As the match began, I was alarmed to see that the other team was
wrestling without head gear, a kind of light helmet designed to
protect a wrestler's ears. It was a luxury the ragtag team obviously
couldn't afford. Well, we ended up walloping them. We took every
weight class. And as each of their boys got up from the mat, he
swaggered around in his tatters with false bravado, a kind of street
pride that couldn't acknowledge defeat.
Mike, seated beside me, shook his head sadly, "I wish just one of
them could have won," he said. "They have a lot of potential, but
losing like this could take the heart right out of them." Mike loved
kids-all kids. He understood kids in competitive situations, having
coached little league football, baseball and lacrosse. That's when
the idea for his present came.
That afternoon, I went to a local sporting goods store and bought an
assortment of wrestling headgear and shoes and sent them anonymously
to the inner city church. On Christmas Eve, I placed the envelope on
the tree, the note inside telling Mike what I had done and that this
was his gift from me.
His smile was the brightest thing about Christmas that year and in
succeeding years.
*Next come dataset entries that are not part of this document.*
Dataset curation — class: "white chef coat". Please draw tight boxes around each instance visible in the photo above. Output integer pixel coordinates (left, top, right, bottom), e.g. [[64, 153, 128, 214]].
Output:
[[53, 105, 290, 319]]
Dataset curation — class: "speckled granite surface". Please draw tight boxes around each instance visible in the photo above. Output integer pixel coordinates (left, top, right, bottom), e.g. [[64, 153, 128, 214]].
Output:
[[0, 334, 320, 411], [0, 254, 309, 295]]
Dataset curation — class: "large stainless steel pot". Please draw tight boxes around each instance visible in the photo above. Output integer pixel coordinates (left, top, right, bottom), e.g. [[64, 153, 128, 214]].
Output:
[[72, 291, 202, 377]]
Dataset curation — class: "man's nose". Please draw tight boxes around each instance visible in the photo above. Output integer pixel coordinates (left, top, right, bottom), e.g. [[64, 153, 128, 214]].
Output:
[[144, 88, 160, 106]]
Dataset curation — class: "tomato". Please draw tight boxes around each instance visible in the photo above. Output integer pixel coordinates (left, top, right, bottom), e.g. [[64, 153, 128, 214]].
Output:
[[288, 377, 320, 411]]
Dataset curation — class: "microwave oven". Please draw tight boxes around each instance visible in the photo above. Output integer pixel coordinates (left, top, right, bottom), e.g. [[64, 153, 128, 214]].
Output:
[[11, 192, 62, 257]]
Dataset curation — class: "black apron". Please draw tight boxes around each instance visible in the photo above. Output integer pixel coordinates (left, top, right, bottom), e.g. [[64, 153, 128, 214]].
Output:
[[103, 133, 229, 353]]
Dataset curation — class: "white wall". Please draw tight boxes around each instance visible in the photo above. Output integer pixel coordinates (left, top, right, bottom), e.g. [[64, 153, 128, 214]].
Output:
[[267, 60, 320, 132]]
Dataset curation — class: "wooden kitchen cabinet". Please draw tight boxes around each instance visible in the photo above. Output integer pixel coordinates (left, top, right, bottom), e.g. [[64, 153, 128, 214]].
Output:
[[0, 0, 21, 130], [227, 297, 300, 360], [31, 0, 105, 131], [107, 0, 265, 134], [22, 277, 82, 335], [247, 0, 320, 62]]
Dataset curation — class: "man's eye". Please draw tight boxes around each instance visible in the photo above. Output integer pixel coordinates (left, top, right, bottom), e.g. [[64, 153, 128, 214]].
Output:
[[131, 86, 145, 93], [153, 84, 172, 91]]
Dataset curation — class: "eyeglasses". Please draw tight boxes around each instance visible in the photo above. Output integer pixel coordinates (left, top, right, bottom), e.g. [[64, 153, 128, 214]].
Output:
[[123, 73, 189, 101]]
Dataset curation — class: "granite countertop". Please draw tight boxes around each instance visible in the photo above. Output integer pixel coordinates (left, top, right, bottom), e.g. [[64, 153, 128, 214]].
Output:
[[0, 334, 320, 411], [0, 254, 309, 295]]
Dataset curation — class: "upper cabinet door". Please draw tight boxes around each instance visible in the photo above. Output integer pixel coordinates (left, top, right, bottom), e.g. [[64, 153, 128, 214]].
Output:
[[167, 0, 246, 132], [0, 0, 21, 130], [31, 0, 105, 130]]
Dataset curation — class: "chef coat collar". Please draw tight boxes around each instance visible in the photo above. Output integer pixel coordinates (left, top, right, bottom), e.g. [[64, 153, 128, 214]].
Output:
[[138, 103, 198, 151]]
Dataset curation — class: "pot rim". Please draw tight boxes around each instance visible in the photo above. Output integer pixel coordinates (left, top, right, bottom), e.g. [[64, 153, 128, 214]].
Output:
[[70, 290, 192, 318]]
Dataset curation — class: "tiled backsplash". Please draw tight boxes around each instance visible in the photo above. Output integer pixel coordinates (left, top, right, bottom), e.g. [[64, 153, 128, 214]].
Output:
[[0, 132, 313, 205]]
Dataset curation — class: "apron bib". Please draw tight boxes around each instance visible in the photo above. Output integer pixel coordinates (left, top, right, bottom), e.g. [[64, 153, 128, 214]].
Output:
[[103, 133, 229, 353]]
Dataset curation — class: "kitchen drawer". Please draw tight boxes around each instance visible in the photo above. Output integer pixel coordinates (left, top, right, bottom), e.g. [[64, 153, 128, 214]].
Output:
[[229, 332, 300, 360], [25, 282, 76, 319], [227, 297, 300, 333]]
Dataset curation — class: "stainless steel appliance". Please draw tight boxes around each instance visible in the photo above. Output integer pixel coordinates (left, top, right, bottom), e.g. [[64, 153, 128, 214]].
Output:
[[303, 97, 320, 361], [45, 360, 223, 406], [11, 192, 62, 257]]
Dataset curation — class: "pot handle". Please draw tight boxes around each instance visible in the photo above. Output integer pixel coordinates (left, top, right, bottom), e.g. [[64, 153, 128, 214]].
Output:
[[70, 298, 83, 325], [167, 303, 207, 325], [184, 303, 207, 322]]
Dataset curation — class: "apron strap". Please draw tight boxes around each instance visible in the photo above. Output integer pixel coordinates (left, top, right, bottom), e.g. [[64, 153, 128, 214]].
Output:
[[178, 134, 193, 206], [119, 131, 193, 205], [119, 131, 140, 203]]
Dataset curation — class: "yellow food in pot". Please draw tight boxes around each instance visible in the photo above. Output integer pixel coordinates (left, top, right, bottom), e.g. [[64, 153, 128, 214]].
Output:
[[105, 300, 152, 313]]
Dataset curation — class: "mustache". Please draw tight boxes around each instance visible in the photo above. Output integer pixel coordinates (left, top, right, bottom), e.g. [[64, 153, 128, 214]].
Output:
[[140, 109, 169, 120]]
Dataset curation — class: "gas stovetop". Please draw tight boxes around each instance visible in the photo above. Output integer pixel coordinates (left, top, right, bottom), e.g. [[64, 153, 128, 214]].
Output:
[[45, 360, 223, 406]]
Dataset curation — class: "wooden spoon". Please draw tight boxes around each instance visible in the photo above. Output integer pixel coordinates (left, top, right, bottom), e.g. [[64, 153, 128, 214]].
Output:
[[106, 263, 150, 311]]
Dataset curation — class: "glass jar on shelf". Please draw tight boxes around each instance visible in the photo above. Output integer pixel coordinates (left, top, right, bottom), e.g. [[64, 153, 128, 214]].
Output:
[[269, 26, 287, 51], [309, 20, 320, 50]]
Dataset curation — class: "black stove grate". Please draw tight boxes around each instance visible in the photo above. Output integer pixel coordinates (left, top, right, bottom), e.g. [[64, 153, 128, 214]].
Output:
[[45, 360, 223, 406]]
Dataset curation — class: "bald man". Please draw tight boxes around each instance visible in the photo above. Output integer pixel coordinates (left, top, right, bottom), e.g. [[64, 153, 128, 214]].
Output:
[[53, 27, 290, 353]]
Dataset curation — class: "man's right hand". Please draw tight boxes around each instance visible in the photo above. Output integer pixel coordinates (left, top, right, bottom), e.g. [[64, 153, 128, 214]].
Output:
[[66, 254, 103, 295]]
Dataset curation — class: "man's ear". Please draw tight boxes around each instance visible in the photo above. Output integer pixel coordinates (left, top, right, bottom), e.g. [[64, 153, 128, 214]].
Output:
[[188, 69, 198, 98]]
For each Christmas, I followed the
tradition - one year sending a group of mentally challenged
youngsters to a hockey game, another year a check to a pair of
elderly brothers whose home had burned to the ground the week before
Christmas - on and on...
The envelope became the highlight of our Christmas. It was always the
last thing opened on Christmas morning and our children, ignoring
their new toys, would stand with wide-eyed anticipation as their dad
lifted the envelope from the tree to reveal its contents.
As the children grew, the toys gave way to more practical presents,
but the envelope never lost its allure. Still, the story doesn't end
You see, we lost Mike last year due to cancer. When Christmas
rolled around, I was still so wrapped in grief that I barely got the
tree up. Yet Christmas Eve found me placing an envelope on the tree,
and in the morning, it was joined by three more. Each of our
children, unbeknownst to the others, had placed an envelope on the
tree for their dad.
The tradition has grown and someday will expand even further, with
our grandchildren standing around the tree with wide-eyed
anticipation, watching as their fathers take down their envelopes.
Mike's spirit, like the spirit of Christmas, will always be with us.